Le vendeur et l’acheteur conviennent du prix (10 millions de FCFA) et des modalités de paiement. Leurs signatures sont certifiées par le notaire Demba Koné. Le notaire certifie aussi les reçus délivrés, au fil des paiements, par le vendeur Diané à l’acheteur Fofana.
Au moment où les paiements sont achevés, le vendeur regrette d’avoir vendu son bien. Il attaque la vente devant le tribunal de la commune 1 de Bamako. Il prétend que la vente doit être annulée; que les 10 millions perçus n’étaient qu’une avance et qu’en réalité, les parties avaient convenu de fixer le prix véritable après le paiement des 10 millions. Le tribunal rejette la demande comme mal fondée. Le jugement est confirmé en appel.
Désespérant de récupérer la parcelle par la voie civile, le vendeur Diané décide de changer le fusil d’épaule : il dépose plainte, pour faux et usage de faux, contre l’acheteur.

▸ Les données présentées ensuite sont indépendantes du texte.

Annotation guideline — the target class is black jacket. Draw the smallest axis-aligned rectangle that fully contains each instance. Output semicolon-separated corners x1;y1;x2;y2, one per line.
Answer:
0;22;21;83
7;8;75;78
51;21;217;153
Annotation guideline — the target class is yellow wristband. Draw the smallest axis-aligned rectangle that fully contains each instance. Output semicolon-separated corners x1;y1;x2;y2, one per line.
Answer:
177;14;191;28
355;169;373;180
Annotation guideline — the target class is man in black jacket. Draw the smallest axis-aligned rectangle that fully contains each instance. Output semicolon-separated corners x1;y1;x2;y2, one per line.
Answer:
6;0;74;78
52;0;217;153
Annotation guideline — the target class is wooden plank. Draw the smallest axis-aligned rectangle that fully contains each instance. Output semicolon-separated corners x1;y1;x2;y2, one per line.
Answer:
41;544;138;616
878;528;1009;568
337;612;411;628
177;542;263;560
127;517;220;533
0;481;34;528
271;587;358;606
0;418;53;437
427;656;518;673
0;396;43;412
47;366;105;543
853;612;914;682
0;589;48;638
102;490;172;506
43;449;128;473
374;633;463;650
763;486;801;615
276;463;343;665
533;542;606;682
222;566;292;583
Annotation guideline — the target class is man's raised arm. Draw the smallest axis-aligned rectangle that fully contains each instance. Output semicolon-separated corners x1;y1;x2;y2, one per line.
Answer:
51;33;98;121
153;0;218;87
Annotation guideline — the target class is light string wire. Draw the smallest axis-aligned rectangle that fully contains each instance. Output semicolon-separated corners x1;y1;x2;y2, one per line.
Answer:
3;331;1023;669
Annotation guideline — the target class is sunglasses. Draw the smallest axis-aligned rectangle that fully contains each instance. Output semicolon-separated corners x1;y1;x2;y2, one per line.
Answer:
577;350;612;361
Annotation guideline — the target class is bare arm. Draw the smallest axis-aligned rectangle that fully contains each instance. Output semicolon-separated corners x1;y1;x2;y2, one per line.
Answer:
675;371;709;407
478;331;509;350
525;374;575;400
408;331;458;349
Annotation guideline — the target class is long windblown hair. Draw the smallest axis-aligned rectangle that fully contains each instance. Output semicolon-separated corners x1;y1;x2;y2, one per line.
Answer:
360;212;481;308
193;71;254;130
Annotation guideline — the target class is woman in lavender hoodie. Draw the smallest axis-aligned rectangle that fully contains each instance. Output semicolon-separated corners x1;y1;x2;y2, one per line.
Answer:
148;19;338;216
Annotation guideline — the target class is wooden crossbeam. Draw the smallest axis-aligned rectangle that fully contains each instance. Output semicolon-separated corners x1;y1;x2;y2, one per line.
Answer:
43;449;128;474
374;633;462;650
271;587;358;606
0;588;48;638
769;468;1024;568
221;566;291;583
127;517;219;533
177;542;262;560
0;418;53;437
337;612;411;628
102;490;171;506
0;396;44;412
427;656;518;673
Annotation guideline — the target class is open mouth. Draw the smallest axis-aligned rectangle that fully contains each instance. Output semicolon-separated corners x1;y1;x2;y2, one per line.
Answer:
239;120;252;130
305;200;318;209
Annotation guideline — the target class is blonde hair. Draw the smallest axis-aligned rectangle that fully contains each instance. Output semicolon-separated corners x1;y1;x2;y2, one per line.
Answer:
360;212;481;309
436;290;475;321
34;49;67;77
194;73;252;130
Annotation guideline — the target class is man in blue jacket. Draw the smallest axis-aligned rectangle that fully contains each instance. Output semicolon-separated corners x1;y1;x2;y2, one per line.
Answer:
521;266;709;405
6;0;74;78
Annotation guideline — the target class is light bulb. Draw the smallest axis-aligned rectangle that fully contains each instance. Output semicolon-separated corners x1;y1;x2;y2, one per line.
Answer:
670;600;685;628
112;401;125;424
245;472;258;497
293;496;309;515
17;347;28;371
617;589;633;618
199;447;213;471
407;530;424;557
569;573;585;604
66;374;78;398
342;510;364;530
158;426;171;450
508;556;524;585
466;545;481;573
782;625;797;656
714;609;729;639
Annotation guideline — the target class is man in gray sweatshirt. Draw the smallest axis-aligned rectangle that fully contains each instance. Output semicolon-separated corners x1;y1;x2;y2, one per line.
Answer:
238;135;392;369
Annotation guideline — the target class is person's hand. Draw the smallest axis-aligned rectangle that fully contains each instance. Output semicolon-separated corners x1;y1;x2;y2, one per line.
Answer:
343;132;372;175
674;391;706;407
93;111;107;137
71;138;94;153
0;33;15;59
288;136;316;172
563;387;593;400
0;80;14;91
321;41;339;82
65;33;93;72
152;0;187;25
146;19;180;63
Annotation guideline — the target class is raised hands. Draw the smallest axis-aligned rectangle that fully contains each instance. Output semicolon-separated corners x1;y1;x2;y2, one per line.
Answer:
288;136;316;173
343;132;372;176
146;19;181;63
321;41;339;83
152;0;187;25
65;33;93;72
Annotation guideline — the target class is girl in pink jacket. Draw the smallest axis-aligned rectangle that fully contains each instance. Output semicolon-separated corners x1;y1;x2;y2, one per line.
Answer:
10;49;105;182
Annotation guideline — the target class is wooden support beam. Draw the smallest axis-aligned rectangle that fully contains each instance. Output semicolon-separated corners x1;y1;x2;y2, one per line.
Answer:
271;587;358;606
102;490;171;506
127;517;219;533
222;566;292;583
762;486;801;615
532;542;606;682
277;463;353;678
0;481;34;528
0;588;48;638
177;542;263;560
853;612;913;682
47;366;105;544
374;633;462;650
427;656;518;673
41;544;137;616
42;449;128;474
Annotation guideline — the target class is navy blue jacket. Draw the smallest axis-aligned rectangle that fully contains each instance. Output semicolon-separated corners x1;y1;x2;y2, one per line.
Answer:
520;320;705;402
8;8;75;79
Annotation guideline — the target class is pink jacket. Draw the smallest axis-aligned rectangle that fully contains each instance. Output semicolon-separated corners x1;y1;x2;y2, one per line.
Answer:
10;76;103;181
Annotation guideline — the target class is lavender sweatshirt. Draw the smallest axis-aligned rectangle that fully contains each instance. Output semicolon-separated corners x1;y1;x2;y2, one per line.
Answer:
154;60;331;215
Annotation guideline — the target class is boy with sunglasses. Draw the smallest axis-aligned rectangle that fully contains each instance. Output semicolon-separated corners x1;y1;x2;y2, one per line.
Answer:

Dans sa plainte, il accuse le notaire et l’acheteur d’avoir fabriqué de fausses pièces pour lui enlever son terrain. Le juge d’instruction saisi du dossier, Abdoulaye Kamaté, convoque le notaire Demba Koné. Il lui annonce son intention de le placer sous mandat de dépôt en attendant la suite des enquêtes. Le notaire, interloqué, ne sait que répondre. Et c’est là que le diable s’introduit dans l’affaire.
En effet, libéré par le juge et poursuivi non détenu, le notaire se rend à son cabinet.
Il reconstitue tout le dossier de vente de la parcelle de Sotuba et, de sa plus belle plume, écrit à la chambre des notaires, au procureur général de Bamako et au ministre de la Justice. Il accuse le juge Kamaté de lui avoir extorqué la somme de 3 millions de FCFA moyennant son maintien en liberté dans le cadre d’une affaire où il s’estime innocent. Selon le notaire, le juge lui a pris un chèque de 3 millions puis, craignant de se faire pincer en allant encaisser lui-même le chèque, a fait encaisser ledit chèque par l’avocat du notaire qui lui a reversé l’argent en liquide.
La bombe éclate.
Entendu par le procureur général Daniel Tessougué, l’avocat du notaire avoue les faits. Une double procédure (pénale et disciplinaire) est lancée contre le juge Kamaté. Elle aboutira à une décision lors du conseil supérieur de la magistrature qui se réunira à bref délai. Le conseil aura à sa disposition la copie du chèque, l’encaissement fait par l’avocat et les dépositions accablantes contre le juge. Le sort de ce dernier est aggravé par le fait que Mohamed Fofana, l’acheteur de la parcelle, a lui aussi déposé plainte contre lui.
L’affaire Youssouf Touré
Le deuxième magistrat dans le collimateur de la justice se nomme Youssouf Touré. Vice-président du tribunal du travail de Bamako, il a, il y a six mois, vu compartaître un jeune avocat du cabinet de Me Mountaga Tall. L’avocat ayant demandé le renvoi d’une affaire, le juge refuse la demande. L’avocat montre un mauvais visage, étonné que le tribunal lui refuse, contre les usages, une première demande de renvoi. Le juge s’énerve. Il suspend l’audience, bondit hors de la salle d’audience puis, trouvant l’avocat dans un couloir, lui donne publiquement un puissant coup de tête. L’avocat est inondé de sang, nez et lèvres fendus. Couvert de sang, il se rend chez le bâtonnier puis au bureau du ministre de la Justice, à l’époque Malick Coulibaly. Il prend même des photos de son visage ensanglanté. Le bâtonnier porte plainte contre le magistrat violent qui aura à répondre à la fois sur le plan disciplinaire et pénal.
Le moins que l’on puisse dire, c’est que ces deux affaires constituent des tests de la volonté des nouveaux pouvoirs publics d’assainir la justice. Les sanctions disciplinaires éventuelles pourraient aller jusqu’à la radiation et les sanctions pénales à de lourdes peines de prison.